Daily Report

Afghan girls targeted in suspected gas attack —again

Dozens of schoolgirls in Afghanistan were hospitalized May 11 after two apparent poisonous gas attacks on schools, officials said, the latest in a spate of similar incidents. Thirty schoolgirls in the northern city of Kunduz and six in Kabul are hospitalized, with health officials reporting more coming in. One of the girls taken ill in Kunduz said she saw a man in black clothes and face mask throw a bottle near the school, which released a foul-smelling fume. Three suspected poison gas attacks on girls' schools have taken place in Kunduz over the past few weeks; last week 22 schoolgirls and three teachers fell ill when their school was struck. The Taliban have denied responsibility. (Reuters, May 11)

Iraqi "resistance" scores heroic blow against textile workers

Hundreds of Iraqis were injured and 85 killed in a series of bomb attacks across the country May 10, marking the bloodiest day since the beginning of this year. The capital alone was hit by more than a dozen attacks, carried out by roadside bombs, rigged cars and automatic weapons fired from cars against police and security forces at checkpoints. In Basra 13 were killed and 64 injured in an attack apparently aimed against a police patrol. Nonetheless it turned out that almost all of the victims were civilians, mostly hit in crowded places.

Colombia: FARC frees Moncayo and Calvo

Two Colombian soldiers, Sgt. Pablo Emilio Moncayo and Pvt. Josué Daniel Calvo, returned to their hometowns on April 15 following their release by the Revolutionary Armed Forces of Colombia (FARC) and more than two weeks of rest and medical tests in Bogotá. Calvo, who was freed by the FARC on March 28 after 11 months in captivity, was greeted by family, friends and the departmental governor in Popayán, capital of southwestern Cauca department, while Moncayo, released on March 30, arrived at Sandoná in the southwestern department of Nariño accompanied by his parents and other family members.

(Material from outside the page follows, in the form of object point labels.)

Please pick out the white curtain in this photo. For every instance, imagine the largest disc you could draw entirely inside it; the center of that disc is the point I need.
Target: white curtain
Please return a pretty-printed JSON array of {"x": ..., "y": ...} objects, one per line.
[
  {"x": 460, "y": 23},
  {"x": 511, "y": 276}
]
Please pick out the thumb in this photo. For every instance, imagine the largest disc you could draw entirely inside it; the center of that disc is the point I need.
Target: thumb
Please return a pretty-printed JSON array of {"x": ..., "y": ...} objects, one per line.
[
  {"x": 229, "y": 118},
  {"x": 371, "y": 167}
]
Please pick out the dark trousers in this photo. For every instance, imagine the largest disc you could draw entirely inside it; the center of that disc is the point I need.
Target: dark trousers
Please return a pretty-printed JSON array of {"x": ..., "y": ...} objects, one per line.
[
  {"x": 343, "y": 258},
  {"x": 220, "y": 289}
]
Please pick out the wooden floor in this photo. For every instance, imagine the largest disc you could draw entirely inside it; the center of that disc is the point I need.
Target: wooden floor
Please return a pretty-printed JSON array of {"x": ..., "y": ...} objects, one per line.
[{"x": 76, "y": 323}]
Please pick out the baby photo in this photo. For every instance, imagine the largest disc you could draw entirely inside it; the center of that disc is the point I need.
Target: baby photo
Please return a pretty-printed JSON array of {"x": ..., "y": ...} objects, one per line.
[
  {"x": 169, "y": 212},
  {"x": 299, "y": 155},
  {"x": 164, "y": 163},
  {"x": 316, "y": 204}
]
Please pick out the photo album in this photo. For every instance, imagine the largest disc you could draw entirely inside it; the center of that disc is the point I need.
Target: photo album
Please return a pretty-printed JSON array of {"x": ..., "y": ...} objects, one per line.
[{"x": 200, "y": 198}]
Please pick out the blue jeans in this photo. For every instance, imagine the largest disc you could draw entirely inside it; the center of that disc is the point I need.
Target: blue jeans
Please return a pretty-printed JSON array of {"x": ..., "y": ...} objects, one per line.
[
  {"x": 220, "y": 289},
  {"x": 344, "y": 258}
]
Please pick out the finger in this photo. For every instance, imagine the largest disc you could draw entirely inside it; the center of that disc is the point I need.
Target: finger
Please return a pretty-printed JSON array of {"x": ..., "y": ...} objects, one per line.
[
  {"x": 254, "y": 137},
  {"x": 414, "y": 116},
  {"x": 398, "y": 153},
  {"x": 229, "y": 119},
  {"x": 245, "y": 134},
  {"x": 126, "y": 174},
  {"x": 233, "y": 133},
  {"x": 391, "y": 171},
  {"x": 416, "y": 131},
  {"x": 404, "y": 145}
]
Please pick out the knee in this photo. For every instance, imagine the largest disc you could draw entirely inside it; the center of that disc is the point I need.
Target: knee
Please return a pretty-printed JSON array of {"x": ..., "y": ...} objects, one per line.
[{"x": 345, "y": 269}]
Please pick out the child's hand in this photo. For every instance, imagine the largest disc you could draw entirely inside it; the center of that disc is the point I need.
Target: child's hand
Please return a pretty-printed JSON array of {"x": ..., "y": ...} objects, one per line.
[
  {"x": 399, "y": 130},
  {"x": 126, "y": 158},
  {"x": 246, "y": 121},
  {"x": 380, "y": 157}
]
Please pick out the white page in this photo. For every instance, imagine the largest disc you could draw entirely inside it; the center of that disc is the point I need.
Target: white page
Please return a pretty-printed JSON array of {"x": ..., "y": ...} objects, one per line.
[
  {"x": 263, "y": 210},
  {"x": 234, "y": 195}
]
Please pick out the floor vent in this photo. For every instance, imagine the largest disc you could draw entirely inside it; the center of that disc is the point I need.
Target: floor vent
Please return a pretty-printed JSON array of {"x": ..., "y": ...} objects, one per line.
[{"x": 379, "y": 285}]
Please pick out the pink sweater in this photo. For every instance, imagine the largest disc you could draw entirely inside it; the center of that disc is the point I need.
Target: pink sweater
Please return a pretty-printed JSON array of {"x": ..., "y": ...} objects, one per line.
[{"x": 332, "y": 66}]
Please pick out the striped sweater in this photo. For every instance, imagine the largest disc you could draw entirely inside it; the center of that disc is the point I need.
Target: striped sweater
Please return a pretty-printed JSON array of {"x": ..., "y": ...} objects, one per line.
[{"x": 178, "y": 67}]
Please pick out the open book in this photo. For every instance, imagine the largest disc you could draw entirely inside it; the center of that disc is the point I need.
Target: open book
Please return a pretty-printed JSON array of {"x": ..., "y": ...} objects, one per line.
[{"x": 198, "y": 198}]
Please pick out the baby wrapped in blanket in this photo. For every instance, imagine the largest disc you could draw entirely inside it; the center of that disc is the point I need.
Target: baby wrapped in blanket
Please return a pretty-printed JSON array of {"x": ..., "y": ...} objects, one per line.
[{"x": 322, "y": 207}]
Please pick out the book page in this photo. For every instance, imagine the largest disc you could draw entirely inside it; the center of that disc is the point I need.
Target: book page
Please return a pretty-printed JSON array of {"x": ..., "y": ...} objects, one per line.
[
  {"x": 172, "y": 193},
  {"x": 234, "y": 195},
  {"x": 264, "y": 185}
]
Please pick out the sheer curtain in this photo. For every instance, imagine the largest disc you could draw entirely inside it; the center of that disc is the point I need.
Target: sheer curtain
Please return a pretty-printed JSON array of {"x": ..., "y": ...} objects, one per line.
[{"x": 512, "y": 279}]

Mexico: women's groups call for Cancún boycott

Civil Pact for Life, Liberty and the Rights of Women of Mexico, an association of 90 groups, held a rally in Mexico City on May 5 to call for a boycott of the seaside resort city of Cancún in the southeastern state of Quintana Roo as a protest against the state government's anti-choice policies. Like more than half of Mexico's 31 states, Quintana Roo recently passed a strict anti-abortion law. The protesters charged that the state, governed by the centrist Institutional Revolutionary Party (PRI), acts "as if it was a church." "Get your rosaries out of our ovaries," they chanted.

Haiti: phone company privatized —to Vietnamese

On April 29 the Vietnamese telecommunications company Viettel formally acquired 60% of the shares in Haiti's state-owned phone company, Télécommunications d'Haiti (Haiti Téléco). Central Bank president Charles Castel said the company, which escaped the privatization process that led to the sell-off of several state enterprises in the 1990s, was constantly in the red and required monthly subsidies from the government. According to Téléco director Michel Presumé, the company had "more than 5,000 employees who weren't doing anything." "A lot of them spent more time in the radio stations than in their places of employment," he added, presumably referring to workers giving interviews about their opposition to the company's privatization.

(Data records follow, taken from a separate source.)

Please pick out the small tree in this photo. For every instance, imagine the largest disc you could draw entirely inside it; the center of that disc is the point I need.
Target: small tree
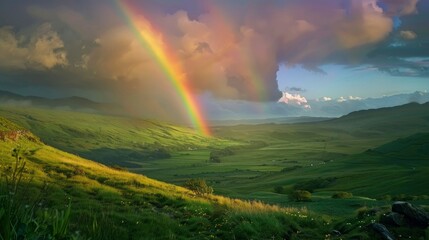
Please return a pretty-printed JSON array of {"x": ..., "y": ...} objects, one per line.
[
  {"x": 199, "y": 187},
  {"x": 300, "y": 196}
]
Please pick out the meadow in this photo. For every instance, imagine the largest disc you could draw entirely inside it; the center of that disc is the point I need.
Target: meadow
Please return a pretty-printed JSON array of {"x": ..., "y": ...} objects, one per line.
[{"x": 374, "y": 156}]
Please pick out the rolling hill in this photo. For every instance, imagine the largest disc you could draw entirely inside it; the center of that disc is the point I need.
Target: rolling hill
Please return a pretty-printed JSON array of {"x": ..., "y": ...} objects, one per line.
[
  {"x": 108, "y": 139},
  {"x": 110, "y": 203}
]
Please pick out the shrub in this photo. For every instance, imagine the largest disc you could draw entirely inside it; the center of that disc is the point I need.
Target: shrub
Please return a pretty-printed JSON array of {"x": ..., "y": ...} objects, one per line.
[
  {"x": 342, "y": 195},
  {"x": 300, "y": 196},
  {"x": 279, "y": 189},
  {"x": 198, "y": 186},
  {"x": 313, "y": 184}
]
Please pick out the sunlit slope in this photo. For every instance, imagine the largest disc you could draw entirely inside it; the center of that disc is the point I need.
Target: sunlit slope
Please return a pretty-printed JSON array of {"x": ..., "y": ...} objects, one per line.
[
  {"x": 107, "y": 139},
  {"x": 114, "y": 204},
  {"x": 392, "y": 120}
]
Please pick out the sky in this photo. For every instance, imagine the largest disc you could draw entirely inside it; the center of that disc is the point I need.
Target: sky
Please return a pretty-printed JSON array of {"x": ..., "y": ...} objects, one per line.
[{"x": 183, "y": 60}]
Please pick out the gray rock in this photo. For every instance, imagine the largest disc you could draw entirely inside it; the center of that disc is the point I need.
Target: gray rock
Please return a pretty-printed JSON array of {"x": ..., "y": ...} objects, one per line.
[
  {"x": 415, "y": 215},
  {"x": 393, "y": 219},
  {"x": 383, "y": 231}
]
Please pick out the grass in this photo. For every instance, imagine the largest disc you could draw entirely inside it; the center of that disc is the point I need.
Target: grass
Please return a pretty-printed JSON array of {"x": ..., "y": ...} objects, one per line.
[
  {"x": 359, "y": 154},
  {"x": 78, "y": 199}
]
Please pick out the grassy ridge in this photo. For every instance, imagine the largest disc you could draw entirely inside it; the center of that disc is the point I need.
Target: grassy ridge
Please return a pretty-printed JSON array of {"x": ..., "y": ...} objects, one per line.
[
  {"x": 113, "y": 204},
  {"x": 108, "y": 139}
]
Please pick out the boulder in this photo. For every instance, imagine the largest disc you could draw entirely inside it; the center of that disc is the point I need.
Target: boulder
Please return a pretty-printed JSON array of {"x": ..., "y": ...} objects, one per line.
[
  {"x": 416, "y": 216},
  {"x": 383, "y": 231},
  {"x": 393, "y": 219}
]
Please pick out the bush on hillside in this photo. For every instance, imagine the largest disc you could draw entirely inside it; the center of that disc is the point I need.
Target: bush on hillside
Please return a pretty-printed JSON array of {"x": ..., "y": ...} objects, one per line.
[
  {"x": 198, "y": 186},
  {"x": 300, "y": 196},
  {"x": 313, "y": 184}
]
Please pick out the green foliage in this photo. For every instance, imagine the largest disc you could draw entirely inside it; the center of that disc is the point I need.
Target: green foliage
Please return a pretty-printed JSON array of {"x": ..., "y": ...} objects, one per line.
[
  {"x": 342, "y": 195},
  {"x": 198, "y": 186},
  {"x": 300, "y": 196},
  {"x": 290, "y": 169},
  {"x": 22, "y": 218},
  {"x": 313, "y": 184},
  {"x": 279, "y": 189}
]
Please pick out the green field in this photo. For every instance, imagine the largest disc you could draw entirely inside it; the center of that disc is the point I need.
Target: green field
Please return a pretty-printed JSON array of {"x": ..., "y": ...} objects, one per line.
[{"x": 377, "y": 155}]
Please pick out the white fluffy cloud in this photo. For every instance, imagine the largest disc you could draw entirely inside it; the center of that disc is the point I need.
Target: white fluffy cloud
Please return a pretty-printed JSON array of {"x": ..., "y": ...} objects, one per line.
[{"x": 294, "y": 99}]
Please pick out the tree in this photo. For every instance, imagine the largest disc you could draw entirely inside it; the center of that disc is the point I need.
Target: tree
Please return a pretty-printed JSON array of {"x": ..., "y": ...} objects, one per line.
[
  {"x": 199, "y": 187},
  {"x": 300, "y": 196}
]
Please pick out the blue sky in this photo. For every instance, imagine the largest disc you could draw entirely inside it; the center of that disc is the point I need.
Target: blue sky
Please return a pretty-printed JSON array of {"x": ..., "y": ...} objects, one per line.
[{"x": 232, "y": 51}]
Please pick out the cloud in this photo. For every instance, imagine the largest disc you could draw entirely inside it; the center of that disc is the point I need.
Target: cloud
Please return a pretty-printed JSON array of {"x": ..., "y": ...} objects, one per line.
[
  {"x": 42, "y": 48},
  {"x": 400, "y": 7},
  {"x": 223, "y": 49},
  {"x": 408, "y": 35},
  {"x": 325, "y": 99},
  {"x": 295, "y": 89}
]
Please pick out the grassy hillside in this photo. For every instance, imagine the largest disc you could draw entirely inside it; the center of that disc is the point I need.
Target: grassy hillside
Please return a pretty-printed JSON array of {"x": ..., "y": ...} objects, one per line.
[
  {"x": 61, "y": 196},
  {"x": 108, "y": 139}
]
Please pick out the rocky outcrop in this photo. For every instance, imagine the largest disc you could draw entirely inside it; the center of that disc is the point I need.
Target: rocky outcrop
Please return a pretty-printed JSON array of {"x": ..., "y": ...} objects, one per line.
[
  {"x": 383, "y": 231},
  {"x": 393, "y": 219},
  {"x": 15, "y": 135}
]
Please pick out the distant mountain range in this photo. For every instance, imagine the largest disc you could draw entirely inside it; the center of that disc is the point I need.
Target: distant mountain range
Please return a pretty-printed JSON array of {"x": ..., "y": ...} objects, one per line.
[
  {"x": 232, "y": 112},
  {"x": 280, "y": 112}
]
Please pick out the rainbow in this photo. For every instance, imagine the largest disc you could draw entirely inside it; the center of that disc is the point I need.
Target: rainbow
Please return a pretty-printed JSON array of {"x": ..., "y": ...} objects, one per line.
[{"x": 170, "y": 65}]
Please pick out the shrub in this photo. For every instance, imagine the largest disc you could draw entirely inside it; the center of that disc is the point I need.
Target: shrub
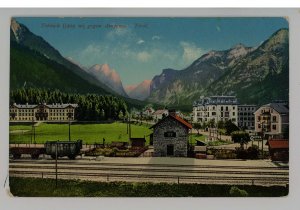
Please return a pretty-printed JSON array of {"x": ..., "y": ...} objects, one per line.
[
  {"x": 253, "y": 152},
  {"x": 236, "y": 192},
  {"x": 250, "y": 153}
]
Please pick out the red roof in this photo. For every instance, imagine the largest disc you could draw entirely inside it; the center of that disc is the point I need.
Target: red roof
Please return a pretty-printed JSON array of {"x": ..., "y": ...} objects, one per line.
[
  {"x": 179, "y": 119},
  {"x": 278, "y": 144}
]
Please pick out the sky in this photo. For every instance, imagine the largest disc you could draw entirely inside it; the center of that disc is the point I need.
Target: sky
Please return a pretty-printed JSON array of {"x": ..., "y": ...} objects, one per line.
[{"x": 139, "y": 48}]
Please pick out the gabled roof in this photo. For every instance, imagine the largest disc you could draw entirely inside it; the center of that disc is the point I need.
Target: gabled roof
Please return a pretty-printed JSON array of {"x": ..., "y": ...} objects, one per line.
[
  {"x": 177, "y": 118},
  {"x": 278, "y": 143},
  {"x": 24, "y": 106},
  {"x": 51, "y": 106},
  {"x": 281, "y": 108}
]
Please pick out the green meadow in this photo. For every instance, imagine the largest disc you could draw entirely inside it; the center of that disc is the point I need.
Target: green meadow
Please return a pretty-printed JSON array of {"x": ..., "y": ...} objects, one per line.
[{"x": 89, "y": 133}]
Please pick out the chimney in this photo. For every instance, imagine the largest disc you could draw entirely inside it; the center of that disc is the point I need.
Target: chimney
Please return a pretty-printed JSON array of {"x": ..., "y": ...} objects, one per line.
[{"x": 172, "y": 112}]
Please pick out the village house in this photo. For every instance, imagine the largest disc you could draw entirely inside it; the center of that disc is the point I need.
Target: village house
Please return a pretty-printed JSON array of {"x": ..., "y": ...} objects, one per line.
[
  {"x": 42, "y": 112},
  {"x": 159, "y": 114},
  {"x": 148, "y": 111},
  {"x": 272, "y": 119},
  {"x": 278, "y": 149},
  {"x": 246, "y": 116},
  {"x": 170, "y": 136}
]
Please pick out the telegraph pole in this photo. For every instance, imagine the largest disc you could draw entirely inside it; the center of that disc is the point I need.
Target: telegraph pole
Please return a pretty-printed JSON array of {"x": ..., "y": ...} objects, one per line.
[
  {"x": 130, "y": 125},
  {"x": 69, "y": 117},
  {"x": 56, "y": 164},
  {"x": 262, "y": 141}
]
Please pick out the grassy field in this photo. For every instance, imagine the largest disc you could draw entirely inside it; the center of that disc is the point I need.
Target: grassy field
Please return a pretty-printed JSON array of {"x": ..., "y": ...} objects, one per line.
[
  {"x": 36, "y": 187},
  {"x": 194, "y": 137},
  {"x": 89, "y": 133}
]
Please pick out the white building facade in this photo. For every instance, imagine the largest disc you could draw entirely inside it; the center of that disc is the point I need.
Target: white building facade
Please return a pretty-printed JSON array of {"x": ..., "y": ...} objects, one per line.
[
  {"x": 272, "y": 119},
  {"x": 217, "y": 108},
  {"x": 246, "y": 116},
  {"x": 42, "y": 112}
]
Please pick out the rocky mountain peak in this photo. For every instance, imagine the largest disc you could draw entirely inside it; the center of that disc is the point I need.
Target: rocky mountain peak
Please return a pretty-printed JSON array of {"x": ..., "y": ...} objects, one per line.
[
  {"x": 140, "y": 91},
  {"x": 108, "y": 76},
  {"x": 16, "y": 29}
]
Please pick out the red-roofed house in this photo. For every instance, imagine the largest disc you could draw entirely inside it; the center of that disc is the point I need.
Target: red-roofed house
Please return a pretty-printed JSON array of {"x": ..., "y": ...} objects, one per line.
[
  {"x": 158, "y": 114},
  {"x": 278, "y": 149},
  {"x": 170, "y": 136}
]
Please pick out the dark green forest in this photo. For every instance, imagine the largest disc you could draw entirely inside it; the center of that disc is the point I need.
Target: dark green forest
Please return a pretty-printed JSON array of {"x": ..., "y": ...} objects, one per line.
[{"x": 91, "y": 107}]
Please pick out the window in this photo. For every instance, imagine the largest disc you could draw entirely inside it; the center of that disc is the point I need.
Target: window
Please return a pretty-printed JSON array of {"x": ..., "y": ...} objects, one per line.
[{"x": 170, "y": 134}]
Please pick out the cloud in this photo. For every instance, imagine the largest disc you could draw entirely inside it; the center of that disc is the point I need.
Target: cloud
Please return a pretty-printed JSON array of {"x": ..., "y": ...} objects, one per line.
[
  {"x": 190, "y": 52},
  {"x": 155, "y": 37},
  {"x": 143, "y": 56},
  {"x": 119, "y": 33},
  {"x": 140, "y": 41}
]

Haiti: opposition protests "emergency law"

On the night of April 15-16 the Haitian Senate approved an 18-month extension of the state of emergency that President René Préval decreed after a Jan. 12 earthquake killed some 230,000 people and devastated the capital area. The "emergency law," which had been approved by the Chamber of Deputies one week earlier, would take effect once Préval had it published in the official government gazette, Le Moniteur.

Mexico extradites ex-governor as cartel crackdown widens

Mario Ernesto Villanueva Madrid, ex-governor of the Mexican state of Quintana Roo, was extradited to the US on May 10 to face charges of accepting some $20 million in bribes from the notorious Juárez Cartel in exchange for allowing in the transport of over 200 tons of cocaine through his state towards North American markets. US prosecutors say the money was laundered through accounts at Lehman Brothers in New York. Appearing in federal court in New York the day of his extradition, Villanueva pleaded not guilty to all charges. (AHN, AOL News, May 10)

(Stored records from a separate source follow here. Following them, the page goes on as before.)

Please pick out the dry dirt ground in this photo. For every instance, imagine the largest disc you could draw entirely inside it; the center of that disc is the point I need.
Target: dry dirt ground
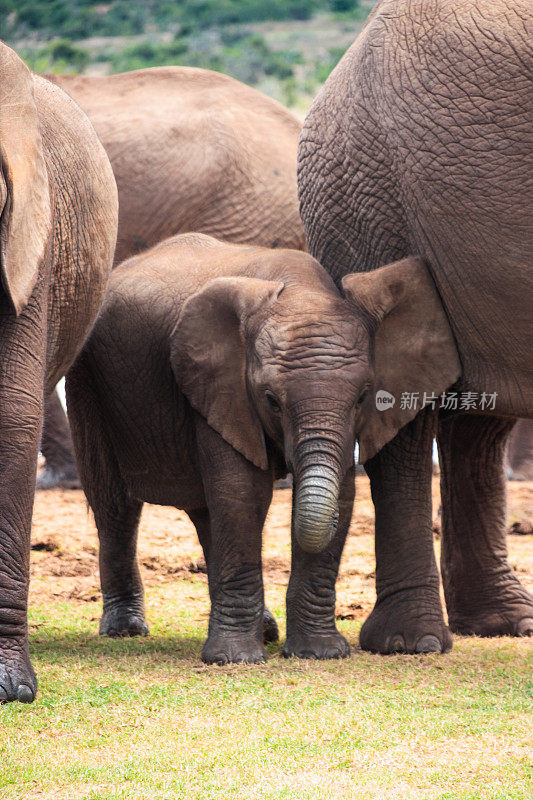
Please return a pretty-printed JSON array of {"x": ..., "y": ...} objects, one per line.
[{"x": 65, "y": 564}]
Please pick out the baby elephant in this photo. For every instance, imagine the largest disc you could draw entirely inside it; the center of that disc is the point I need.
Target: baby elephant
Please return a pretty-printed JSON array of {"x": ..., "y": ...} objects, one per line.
[{"x": 213, "y": 369}]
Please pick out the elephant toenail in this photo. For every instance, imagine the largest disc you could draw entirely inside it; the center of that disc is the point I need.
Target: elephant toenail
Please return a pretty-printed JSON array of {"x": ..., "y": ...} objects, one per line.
[
  {"x": 397, "y": 645},
  {"x": 525, "y": 627},
  {"x": 428, "y": 644},
  {"x": 25, "y": 694}
]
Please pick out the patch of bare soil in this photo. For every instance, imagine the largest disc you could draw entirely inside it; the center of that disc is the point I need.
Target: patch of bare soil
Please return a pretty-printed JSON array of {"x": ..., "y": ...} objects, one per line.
[{"x": 64, "y": 561}]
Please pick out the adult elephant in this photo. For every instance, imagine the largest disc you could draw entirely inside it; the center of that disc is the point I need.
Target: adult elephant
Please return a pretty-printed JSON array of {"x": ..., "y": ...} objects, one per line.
[
  {"x": 58, "y": 223},
  {"x": 192, "y": 150},
  {"x": 520, "y": 451},
  {"x": 418, "y": 144}
]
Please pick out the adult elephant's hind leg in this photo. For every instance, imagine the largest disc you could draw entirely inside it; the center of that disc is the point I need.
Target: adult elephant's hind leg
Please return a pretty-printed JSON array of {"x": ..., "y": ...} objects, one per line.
[
  {"x": 407, "y": 616},
  {"x": 483, "y": 594},
  {"x": 21, "y": 404},
  {"x": 311, "y": 629},
  {"x": 56, "y": 446}
]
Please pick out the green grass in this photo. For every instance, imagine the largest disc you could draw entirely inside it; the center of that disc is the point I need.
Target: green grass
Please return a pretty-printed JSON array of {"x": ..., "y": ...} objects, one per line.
[{"x": 145, "y": 719}]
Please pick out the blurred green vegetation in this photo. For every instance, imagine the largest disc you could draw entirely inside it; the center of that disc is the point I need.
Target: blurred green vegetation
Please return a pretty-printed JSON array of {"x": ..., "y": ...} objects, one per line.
[
  {"x": 82, "y": 18},
  {"x": 223, "y": 35}
]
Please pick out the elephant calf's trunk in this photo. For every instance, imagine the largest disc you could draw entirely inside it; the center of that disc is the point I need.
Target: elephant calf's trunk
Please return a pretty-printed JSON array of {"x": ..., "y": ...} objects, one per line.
[{"x": 316, "y": 508}]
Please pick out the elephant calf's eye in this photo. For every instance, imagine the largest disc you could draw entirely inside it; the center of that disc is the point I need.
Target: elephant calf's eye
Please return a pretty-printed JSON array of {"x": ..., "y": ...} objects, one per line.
[{"x": 272, "y": 402}]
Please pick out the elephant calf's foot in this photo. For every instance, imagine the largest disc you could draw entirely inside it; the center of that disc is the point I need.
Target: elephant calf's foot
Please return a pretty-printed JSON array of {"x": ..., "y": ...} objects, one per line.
[
  {"x": 508, "y": 612},
  {"x": 319, "y": 646},
  {"x": 406, "y": 622},
  {"x": 59, "y": 477},
  {"x": 122, "y": 619},
  {"x": 223, "y": 649},
  {"x": 270, "y": 627},
  {"x": 17, "y": 678}
]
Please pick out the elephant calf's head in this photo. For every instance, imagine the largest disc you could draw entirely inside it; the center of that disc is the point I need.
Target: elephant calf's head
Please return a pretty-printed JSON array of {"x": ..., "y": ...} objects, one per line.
[{"x": 295, "y": 364}]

Mexico: army exonerates itself in Tamaulipas atrocity

Mexico's prosecutor general of Military Justice, José Luis Chávez, announced May 1 that following a joint investigation with civilian prosecutors, it was determined that drug cartel gunmen, not soldiers, were responsible for the deaths of two children during a confrontation in the northern state of Tamaulipas. The incident took place April 3 on the Reynosa-Nuevo Laredo highway near Ciudad Mier, where a family of 13 traveling in an SUV was apparently caught in a crossfire between army troops and cartel gunmen. Bryan and Martin Almanza Salazar, ages 5 and 9, were killed and seven other family members wounded. The survivors said that the troops opened fire without provocation.